Livres Canada Books has published an English-language version of “Territorial rights in the digital age“, a research paper I wrote earlier this year. A French-language version will follow next month.
The report, which Livres Canada Books is offering for C$30, extends work done last year in a companion paper, “Exporting digital books: A guide to best practices“. The rights research, which included a survey of Canadian publishers, was designed to answer several questions, including:
- What are the downsides of territorial rights?
- Do territorial rights as currently managed risk limiting sales?
- Do territorial rights potentially alienate “early adopters” of digital content?
Two things seemed increasingly apparent as I researched the topic and wrote the report. First: the visibility and availability of digital content cuts down on the amount of time available to sell territorial rights.
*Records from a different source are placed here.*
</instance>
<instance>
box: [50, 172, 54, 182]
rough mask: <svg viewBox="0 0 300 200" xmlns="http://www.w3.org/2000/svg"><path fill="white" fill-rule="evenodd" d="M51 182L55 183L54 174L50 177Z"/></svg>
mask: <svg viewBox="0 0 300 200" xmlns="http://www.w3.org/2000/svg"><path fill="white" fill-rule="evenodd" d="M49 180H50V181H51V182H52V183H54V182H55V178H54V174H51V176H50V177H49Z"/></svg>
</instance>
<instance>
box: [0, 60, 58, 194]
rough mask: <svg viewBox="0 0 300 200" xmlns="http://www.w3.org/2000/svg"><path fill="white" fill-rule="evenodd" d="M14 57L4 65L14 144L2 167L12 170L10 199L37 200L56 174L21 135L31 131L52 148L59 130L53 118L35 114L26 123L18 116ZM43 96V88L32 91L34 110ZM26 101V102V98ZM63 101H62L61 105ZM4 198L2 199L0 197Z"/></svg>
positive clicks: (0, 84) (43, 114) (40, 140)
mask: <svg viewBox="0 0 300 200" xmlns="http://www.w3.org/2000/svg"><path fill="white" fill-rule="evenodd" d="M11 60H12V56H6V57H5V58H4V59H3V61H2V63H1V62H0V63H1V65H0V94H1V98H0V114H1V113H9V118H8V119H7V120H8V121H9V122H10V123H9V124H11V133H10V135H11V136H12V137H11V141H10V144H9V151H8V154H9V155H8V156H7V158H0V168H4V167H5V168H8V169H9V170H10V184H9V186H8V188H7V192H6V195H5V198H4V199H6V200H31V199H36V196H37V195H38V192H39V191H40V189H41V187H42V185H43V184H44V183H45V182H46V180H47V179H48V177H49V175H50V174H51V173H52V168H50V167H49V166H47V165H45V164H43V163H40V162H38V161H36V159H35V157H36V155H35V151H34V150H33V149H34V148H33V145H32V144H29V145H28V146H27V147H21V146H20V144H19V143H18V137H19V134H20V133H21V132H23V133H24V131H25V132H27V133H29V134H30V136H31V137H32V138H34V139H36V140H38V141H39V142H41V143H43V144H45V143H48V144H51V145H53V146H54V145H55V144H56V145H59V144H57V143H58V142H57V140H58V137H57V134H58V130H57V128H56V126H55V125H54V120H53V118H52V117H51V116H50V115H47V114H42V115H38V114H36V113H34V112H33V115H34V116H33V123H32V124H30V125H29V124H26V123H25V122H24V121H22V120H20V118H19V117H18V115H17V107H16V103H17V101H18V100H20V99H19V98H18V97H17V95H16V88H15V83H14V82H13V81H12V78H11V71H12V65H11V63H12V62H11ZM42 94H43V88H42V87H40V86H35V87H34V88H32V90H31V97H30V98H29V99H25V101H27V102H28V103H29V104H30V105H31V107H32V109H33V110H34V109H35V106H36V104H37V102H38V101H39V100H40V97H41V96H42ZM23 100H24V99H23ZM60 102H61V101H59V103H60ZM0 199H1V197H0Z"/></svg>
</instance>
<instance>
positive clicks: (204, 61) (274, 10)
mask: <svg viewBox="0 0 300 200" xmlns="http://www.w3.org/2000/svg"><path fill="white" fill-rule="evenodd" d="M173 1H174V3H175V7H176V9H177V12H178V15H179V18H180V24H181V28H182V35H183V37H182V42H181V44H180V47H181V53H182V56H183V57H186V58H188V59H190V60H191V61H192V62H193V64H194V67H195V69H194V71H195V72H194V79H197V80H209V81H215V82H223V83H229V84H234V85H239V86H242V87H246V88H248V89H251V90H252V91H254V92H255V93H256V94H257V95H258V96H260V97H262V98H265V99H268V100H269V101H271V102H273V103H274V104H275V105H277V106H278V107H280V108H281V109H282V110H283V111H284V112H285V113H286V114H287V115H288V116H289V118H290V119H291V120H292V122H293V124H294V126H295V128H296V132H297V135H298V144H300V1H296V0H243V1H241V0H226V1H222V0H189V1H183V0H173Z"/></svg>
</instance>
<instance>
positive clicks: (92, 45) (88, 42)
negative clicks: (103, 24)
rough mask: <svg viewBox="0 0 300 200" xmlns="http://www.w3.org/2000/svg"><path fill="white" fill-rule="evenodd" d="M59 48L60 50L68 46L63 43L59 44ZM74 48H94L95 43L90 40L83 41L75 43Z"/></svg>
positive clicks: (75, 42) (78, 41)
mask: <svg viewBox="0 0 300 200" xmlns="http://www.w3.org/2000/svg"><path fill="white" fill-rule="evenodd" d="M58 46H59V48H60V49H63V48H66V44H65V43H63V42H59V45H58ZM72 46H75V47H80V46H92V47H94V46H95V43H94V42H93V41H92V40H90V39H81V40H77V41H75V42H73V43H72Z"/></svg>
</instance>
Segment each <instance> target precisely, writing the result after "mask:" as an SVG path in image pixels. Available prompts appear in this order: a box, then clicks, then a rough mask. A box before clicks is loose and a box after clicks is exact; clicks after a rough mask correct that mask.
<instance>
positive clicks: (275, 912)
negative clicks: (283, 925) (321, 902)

Tighter windows are driven by consumers, who see digital books published anywhere but are frustrated trying to buy them in territories for which rights have not been cleared. In my view, not being prepared to meet demand is a factor in extra-territorial piracy.
The second: there are a number of markets in which sales of non-native language digital content make “worldwide” sales a promising possibility. It is unlikely that most English-language books would sell well enough in Germany to justify a local agreement, but sales of digital books (either directly or through e-tailers with a presence in a given market) could realize revenue that would otherwise be lost.
On their own, these two ideas give many publishers reason enough to rethink the future of territorial rights. Local knowledge may still trump direct sales, but the barriers are lower in this digital age.